Responding to a Maxwell email a few days later, Epstein wrote: “You have done nothing wrong and I (would) urge you to start acting like it.” He suggested she go outside and hold her head high, “not as an (escaping) convict.”

During a bail hearing earlier this month, Maxwell's lawyers contended she had no contact with Epstein for more than a decade, the Associated Press previously reported.

The newly unsealed court documents provided a fresh glimpse into a fierce civil court fight between Maxwell, who was Epstein’s former girlfriend, and one of the women who have accused the couple of sexual abuse.

The documents released late Thursday were from a now-settled defamation lawsuit filed by one of Epstein’s alleged victims, Virginia Roberts Giuffre.

Giuffre claimed in the suit and other litigation that Maxwell recruited her in 2000 to be a sexual servant to Epstein. She said the couple subsequently pressured her into having sex with numerous rich or notable men, including Britain’s Prince Andrew, U.S. politicians, wealthy entrepreneurs, a famous scientist, and a fashion designer.

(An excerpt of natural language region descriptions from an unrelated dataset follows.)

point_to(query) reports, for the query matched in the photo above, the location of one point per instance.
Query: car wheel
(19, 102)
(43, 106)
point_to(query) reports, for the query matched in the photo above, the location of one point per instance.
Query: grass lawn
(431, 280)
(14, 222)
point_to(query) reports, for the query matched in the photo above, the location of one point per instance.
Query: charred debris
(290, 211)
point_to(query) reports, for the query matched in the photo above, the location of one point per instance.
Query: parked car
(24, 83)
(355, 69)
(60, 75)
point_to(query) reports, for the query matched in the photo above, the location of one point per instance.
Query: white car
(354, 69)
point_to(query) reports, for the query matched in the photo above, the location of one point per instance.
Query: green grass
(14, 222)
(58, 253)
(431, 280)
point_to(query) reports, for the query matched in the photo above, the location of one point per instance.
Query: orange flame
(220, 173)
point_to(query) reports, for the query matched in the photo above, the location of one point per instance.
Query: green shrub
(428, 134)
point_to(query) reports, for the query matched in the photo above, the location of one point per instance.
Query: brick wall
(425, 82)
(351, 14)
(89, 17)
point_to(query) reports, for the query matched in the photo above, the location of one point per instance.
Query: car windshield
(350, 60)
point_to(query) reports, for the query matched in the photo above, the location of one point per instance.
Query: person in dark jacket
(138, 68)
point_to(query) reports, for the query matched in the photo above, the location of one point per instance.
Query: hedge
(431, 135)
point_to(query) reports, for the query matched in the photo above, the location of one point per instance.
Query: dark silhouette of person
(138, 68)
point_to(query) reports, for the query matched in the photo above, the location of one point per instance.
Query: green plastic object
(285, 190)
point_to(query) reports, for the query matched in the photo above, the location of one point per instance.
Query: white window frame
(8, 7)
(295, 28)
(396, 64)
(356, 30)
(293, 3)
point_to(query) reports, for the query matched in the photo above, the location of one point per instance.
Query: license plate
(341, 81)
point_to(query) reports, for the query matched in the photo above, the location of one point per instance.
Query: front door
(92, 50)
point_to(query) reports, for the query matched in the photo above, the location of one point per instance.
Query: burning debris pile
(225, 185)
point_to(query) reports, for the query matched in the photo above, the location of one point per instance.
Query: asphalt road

Maxwell, and all of the accused men, have denied those allegations for years.

Epstein died by suicide last summer while awaiting trial on sex trafficking charges. Maxwell was recently arrested on federal charges that she recruited at least three girls, including one as young as 14, for Epstein to sexually abuse in the 1990s. Prosecutors said she also joined in on the abuse.

Maxwell is jailed while awaiting trial in New York.

Many of the documents unsealed by the court Thursday had been available publicly before.

They included a deposition in which Giuffre described the alleged abuse, and also answered questions about errors she’d made previously in telling her story, including originally telling a court she was 15 when she met Epstein, when records showed she was at least a year older.

Giuffre over the years has told her story to the FBI, but no charges were brought based on her allegations. She is not one of the three alleged victims in the current criminal case against Maxwell.

Maxwell's lawyers had sought to block the release of the documents and sought to identify the witnesses in the case against the British socialite, NBC New York reported.

Two documents that were not released as scheduled Thursday were depositions Maxwell gave in the civil lawsuit in 2016.

U.S. District Judge Loretta A. Preska had ordered them released, but Maxwell’s lawyers appealed her ruling to the 2nd U.S. Circuit Court of Appeals.

Her lawyers said they should be blocked because she now faces criminal charges.

The Associated Press contributed to this report.